Dennis Perry’s trial was in 2003, the same year that Georgia passed an evidence preservation statute, O.C.G.A. § 17-5-56, which requires the State to preserve biological evidence relevant to the perpetrator’s identity until the person convicted of the crime has completed their sentence. But evidence that was lost or destroyed before 2003 is not covered by the statute. Even when relevant evidence has been lost or destroyed after 2003, there are no repercussions for the person or agency responsible -  the only consequence is that the convicted person is denied the opportunity to prove their innocence. In fact, we have a case (client was convicted based solely on circumstantial evidence), where police records in a county near Atlanta document the prosecutor’s verbal authorization in 2006 to destroy the murder weapon (a stocking used to strangle the victim) that almost certainly would contain the perpetrator’s DNA - a direct violation of  § 17-5-56. In the face of such a blatant statutory violation, is there a presumption that the evidence would be exculpatory, potentially entitling our client to a new trial? No. Should there be? Yes.

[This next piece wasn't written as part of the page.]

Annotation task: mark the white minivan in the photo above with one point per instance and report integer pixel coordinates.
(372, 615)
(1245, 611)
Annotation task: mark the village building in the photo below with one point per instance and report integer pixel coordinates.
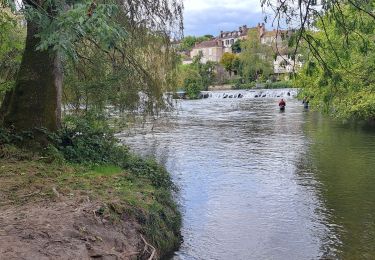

In addition to cases with destroyed evidence, we have dozens of cases involving lost evidence. But what does it mean to “lose” evidence? Is evidence lost if the State has not engaged in a thorough enough search to find it? Is the evidence lost if a government employee checked out the evidence and never returned it? If the evidence is lost but has not been destroyed or discarded, must it not exist somewhere? When dozens of potentially innocent people are sitting in prison for crimes they did not commit, how do we find that evidence when it does still exist? The North Carolina Innocence Inquiry Commission found a way. Created as an independent government body and charged with  re-investigating possible cases of actual innocence, it has authority to access evidence vaults in law enforcement and district attorneys’ offices during expansive searches for evidence. In a remarkable 25 cases where police, prosecutors, crime labs and Courts claimed that physical evidence had been lost or destroyed, the Commission found that missing evidence. An Innocence Inquiry Commission here in Georgia could potentially do the same.